Disappointed in Richey’s behaviour: I read in the news that Kenneth Richey, a former death row inmate from Ohio, who was released on January 7, 2008, has been in trouble with the law. A bit of history here, is in order.
In 1987, Kenny was sentenced to death for the murder of two years old Cynthia Collins, and was moved to Mansfield Correctional Institution, Ohio. He was tried before a 3-judge panel after his attorneys advised him that he may not get a fair trial before a jury since the murder involved a child. Cynthia died of smoke inhalation.
The prosecution based its case against Kenny on transferred intent: Kenny allegedly had the intention to kill his former girlfriend, Candy Barchet, and her new boyfriend, by setting fire in the apartment above theirs. Common sense would question why Kenny would choose the apartment above his ex-girlfriend’s since flames tend to go up instead of down.
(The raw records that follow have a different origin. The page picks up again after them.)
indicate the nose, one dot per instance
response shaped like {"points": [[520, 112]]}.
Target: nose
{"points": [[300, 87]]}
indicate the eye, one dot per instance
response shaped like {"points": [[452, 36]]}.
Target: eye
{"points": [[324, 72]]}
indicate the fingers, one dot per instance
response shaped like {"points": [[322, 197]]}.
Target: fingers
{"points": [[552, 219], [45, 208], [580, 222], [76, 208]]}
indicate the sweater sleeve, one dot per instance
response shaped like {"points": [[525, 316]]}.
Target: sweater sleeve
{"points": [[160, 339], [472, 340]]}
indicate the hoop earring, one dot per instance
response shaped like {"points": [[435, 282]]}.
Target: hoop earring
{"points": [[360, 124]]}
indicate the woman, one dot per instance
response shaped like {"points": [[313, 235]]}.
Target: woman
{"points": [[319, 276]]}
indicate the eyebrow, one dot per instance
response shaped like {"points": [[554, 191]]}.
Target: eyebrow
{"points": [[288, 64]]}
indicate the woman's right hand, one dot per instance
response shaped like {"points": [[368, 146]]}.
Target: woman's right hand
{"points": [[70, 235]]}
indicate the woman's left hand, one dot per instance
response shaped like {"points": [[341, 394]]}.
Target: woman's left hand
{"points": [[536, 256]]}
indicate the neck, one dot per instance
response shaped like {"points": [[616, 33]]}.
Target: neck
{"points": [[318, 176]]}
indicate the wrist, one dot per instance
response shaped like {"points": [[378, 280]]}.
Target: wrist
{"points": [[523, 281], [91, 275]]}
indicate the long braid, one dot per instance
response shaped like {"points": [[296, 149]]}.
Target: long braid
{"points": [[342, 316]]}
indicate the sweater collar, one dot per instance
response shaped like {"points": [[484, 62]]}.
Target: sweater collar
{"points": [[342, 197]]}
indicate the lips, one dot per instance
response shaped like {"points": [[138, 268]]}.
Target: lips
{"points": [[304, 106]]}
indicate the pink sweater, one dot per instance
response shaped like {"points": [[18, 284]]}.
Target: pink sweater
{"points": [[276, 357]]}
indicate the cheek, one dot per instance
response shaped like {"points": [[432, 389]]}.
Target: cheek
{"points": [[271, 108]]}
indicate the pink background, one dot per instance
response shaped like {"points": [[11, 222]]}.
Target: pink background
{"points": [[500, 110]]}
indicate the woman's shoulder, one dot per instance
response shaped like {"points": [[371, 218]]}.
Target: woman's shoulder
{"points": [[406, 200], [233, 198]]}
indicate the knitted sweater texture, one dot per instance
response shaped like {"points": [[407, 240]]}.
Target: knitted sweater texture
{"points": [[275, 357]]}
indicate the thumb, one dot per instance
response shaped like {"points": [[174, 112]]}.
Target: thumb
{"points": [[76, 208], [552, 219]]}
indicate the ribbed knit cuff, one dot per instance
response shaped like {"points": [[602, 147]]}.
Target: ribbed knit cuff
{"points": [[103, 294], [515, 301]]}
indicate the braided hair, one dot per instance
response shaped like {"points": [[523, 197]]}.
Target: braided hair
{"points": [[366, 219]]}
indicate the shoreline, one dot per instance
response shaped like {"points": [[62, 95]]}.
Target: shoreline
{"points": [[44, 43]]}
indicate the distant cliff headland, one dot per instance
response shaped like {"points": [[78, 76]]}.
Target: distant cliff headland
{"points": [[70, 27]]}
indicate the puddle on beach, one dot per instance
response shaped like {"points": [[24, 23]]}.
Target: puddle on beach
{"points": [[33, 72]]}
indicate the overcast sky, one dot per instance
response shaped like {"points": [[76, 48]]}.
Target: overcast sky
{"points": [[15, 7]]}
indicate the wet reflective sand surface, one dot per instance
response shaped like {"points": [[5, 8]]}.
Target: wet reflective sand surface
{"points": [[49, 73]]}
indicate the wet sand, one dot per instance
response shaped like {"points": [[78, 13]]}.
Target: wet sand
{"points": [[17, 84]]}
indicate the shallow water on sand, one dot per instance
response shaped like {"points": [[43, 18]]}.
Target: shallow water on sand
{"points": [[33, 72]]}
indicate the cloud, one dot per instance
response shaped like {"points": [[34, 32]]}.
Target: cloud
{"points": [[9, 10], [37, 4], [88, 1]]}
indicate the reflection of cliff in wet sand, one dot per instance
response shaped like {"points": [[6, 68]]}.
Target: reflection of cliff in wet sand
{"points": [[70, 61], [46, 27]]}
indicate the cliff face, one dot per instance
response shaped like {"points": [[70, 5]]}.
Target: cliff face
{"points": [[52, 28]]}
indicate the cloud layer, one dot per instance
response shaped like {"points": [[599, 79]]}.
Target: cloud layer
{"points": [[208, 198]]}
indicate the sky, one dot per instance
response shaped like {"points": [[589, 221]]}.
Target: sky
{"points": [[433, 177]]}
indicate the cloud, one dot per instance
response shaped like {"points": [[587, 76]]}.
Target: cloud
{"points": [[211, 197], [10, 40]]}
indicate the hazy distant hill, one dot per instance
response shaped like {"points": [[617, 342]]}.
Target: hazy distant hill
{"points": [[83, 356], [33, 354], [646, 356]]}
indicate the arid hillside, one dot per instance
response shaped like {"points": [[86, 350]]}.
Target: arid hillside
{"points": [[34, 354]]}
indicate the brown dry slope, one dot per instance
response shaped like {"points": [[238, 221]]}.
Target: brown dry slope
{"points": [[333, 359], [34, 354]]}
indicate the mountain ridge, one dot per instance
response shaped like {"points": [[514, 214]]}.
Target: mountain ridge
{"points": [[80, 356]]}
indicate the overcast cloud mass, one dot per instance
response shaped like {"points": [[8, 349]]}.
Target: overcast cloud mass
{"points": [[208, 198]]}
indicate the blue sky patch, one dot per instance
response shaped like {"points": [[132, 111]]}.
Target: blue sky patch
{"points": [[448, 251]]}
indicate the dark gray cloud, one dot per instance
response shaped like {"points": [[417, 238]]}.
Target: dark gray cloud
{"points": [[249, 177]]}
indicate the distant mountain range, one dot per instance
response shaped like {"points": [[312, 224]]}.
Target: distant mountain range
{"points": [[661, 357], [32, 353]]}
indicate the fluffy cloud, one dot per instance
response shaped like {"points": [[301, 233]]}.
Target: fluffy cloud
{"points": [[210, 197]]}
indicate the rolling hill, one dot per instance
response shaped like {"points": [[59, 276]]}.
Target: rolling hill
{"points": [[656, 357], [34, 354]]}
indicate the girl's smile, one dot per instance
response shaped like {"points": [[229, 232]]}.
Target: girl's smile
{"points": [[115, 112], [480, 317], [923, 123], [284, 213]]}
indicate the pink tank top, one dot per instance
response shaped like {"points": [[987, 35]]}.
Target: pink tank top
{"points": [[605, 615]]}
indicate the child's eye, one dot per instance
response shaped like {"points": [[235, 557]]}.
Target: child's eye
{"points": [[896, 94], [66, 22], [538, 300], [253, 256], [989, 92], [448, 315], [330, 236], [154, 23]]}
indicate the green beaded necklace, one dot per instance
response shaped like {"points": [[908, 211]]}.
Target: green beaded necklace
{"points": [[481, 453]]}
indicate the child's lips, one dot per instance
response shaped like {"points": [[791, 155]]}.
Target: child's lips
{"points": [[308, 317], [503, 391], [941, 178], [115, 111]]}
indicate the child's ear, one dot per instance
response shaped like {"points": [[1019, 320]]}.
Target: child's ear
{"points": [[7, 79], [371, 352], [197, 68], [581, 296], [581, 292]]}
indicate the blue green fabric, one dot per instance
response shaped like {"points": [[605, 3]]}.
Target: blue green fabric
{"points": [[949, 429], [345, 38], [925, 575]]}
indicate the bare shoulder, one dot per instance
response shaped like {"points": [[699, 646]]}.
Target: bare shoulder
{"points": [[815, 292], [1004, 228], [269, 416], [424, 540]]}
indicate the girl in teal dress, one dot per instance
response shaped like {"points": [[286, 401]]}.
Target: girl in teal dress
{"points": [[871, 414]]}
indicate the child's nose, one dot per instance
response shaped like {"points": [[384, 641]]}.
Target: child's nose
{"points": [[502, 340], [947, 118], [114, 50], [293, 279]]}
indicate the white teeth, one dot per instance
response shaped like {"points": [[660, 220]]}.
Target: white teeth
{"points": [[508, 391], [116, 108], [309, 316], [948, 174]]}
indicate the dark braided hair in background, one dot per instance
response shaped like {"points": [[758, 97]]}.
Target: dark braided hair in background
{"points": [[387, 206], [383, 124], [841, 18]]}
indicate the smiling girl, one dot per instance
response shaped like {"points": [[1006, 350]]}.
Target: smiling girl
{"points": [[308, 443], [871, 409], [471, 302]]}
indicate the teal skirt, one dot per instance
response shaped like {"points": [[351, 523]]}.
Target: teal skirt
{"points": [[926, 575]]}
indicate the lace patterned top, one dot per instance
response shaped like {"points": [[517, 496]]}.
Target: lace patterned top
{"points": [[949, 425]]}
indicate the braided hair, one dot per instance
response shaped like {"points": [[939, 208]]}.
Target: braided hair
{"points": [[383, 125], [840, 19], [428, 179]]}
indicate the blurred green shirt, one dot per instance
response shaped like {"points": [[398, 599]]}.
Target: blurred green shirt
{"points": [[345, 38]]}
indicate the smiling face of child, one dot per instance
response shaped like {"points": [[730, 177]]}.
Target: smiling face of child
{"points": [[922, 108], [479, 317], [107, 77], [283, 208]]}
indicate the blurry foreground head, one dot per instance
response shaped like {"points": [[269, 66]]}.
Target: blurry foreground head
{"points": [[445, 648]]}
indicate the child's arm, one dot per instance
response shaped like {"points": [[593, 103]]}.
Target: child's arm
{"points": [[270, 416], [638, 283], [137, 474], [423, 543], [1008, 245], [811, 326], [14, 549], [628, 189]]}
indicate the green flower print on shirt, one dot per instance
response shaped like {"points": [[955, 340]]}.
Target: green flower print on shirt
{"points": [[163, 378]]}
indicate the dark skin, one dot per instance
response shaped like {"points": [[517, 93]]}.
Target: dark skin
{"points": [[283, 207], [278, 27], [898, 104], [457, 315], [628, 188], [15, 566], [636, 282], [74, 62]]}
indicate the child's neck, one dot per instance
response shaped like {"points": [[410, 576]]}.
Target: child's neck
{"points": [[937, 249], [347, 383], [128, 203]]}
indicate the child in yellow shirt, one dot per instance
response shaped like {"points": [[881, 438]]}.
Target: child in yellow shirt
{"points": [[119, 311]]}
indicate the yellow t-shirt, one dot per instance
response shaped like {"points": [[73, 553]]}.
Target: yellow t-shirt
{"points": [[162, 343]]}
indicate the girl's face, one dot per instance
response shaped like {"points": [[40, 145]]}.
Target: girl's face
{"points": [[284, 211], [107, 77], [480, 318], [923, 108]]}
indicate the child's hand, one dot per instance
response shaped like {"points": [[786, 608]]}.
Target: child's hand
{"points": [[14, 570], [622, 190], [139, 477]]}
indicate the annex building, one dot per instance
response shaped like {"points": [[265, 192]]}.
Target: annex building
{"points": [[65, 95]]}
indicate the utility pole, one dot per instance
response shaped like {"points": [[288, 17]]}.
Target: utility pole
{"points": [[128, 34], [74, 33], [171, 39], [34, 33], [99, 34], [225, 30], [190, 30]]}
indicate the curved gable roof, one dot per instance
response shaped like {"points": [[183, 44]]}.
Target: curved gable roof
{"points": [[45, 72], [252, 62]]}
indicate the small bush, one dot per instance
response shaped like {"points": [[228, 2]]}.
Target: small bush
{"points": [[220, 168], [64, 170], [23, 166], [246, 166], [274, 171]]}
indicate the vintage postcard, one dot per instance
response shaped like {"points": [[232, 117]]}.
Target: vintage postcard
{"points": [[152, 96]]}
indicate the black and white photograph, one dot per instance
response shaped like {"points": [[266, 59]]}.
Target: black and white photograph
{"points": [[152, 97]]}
The apartment above Kenny’s ex-girlfriend’s belonged to Hope Collins and her daughter Cynthia. Hope had left Cynthia alone that night to go to a party. The prosecution later claimed she asked Kenny to babysit and that instead, he left Cynthia alone. The prosecution also admitted at trial, there was no evidence Kenny intended to kill Cynthia and that several times he tried to save her but, was held back by flames, smoke, and ultimately, by the fire department.
Initially the local Fire Chief and the Ohio State Fire Marshall ruled the fire accidental. The prosecution disagreed and hired its experts. The authorities were convinced the fire was arson, started by igniting paint thinner and gasoline on the carpet. Kenny’s trial attorneys failed to have their own forensic tests done. In 1996, arson experts Andrew T Armstrong and Richard L.P. Custer reexamined the pieces of evidence and concluded the original findings were based on unsound scientific principles that are not acceptable in the forensic science community for the investigation of arson-related fires today. You can read that here.
Since his release in the beginning of 2008, Richey has been arrested many times. January 13th of this year, he was arrested for allegedly hitting his son Sean Richey in the back of the head with a baseball bat. In March 2009, he was accused of but later cleared of violently assaulting and robbing an elderly man over a £200 debt to a pub landlord. And later in the month, he was in trouble over a lady’s stolen handbag.
I do not think that after 21 years of incarceration and death row, it was a good idea for Richey to be released without extensive counseling. He shows all the signs of a man not adjusted to and highly uncomfortable dealing with freedom on his own. Without professional help to adjust to a changed society, former inmates may have the greatest trouble letting go of prison mentality. And that is exactly what Richey shows here.